Heirloom Model T
By Steve Temple
Photos by Juan Lopez-Bonilla
Back in the day, aftermarket parts were mostly unheard of. You couldn’t just go to a local parts store for customizing your ride. It took ingenuity and hand fabrication to give it a special look and better performance.
Bruce Domeck’s ’24 T-bucket is a prime case in point. His father, Albert, found it back in the late ‘50s in pretty rough shape, as basically a parts car. Undeterred, he restored it to passable shape for many memorable trips.
“It’s been in the family a long time,” says son Bruce. “It got driven a lot.” As such, “It got used, restored, used again, restored again — and so on,” he laughs.
What follows is how Albert gave the T-bucket a really cool look with minimum expense. Fortunately, he worked as a machinist at a Ford factory, and could make many parts in his spare time, such as the Brooklands-style windshields, hubcabs, the water temp gauge’s “dog bones,” and fenders (using the metal from a 55-gallon drum).
He also lowered the chassis 6 inches by fabricating Z-plates that relocated the transverse springs. (Note how the front springs are at the base of the radiator, above the hand crank, when normally they’d be mounted underneath.)
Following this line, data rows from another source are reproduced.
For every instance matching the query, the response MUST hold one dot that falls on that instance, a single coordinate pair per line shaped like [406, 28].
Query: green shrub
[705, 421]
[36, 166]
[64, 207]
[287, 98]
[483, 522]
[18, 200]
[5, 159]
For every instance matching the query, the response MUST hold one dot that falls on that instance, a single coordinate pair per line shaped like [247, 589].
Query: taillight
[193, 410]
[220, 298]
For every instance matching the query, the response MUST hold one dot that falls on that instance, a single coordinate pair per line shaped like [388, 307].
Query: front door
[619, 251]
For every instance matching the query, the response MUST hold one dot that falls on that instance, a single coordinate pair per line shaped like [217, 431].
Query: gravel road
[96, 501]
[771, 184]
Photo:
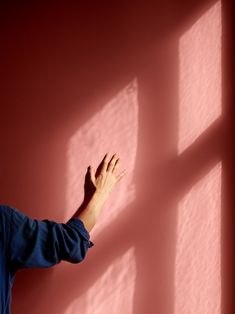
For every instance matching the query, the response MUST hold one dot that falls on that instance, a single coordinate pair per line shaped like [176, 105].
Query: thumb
[92, 174]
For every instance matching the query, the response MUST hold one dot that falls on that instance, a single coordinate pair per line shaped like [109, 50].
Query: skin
[97, 189]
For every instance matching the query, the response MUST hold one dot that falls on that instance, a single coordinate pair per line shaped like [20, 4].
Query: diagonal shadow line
[200, 160]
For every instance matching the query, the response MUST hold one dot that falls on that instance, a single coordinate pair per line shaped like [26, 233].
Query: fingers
[92, 174]
[102, 166]
[109, 166]
[121, 175]
[112, 163]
The stylish boattail body was made out of plywood, with a streamlined shape like those old Model T racers. Then it was covered in vinyl, and trimmed with mahogany strips. Why vinyl?
Bruce says the plywood was a bit rough, and his dad didn’t want to smooth it out, so he just covered it up. The fabric was originally a bright yellow, but Bruce’s brother accidentally set the car on fire while welding, and gave the car a nice antique patina. That wasn’t the only mishap in the life of the car.
At the end of a long trip to Detroit from Kentucky, the rear end broke apart, but the Ford Museum graciously opened its doors so Albert could make repairs and get the T back on the road.
Another childhood memory of Bruce’s involved riding in parades in the hatch of the back deck. “I was pretty young and pretty small,” he recalls.
How well does the old ’24 inline-four run? Pretty good, since it has a Frontenac head that doubles the output from 20 to 40 hp. While the hand crank up front still works, Bruce prefers to use an electric starter instead. (That’s partly because the crank has been known to break arms when kicking back if not grasped correctly.)
The two-speed transmission lets the car get up to about 60 mph, dad Albert claimed. But Bruce qualifies that statement: “I was smart enough as a teenager not to tell him it would do 70 mph!”
Wise indeed, considering that the car has brakes for only the rear wheels, built into the transmission with cloth bands (now made of Kevlar, since the cloth only last about a 1,000 miles or so). Bruce says the handling isn’t all that great either — except in a straight line. With no shocks, the frame actually twists on turns, acting like a giant undamped spring, as Henry Ford originally intended.
On the whole, though, the car has been very reliable and fun to drive, especially considering its age. But the cockpit is tight, requiring a “fat man steering wheel” that swings outward to allow easier ingress.
While Albert didn’t race the car — to Bruce’s knowledge — he did do a few solo hill climbs. The upgrades were really more about giving the T-bucket that performance stance and style, just like customizing cars today. As one observer noted to his grandson at a street rod show, “This is the way they used to do it in the old days!”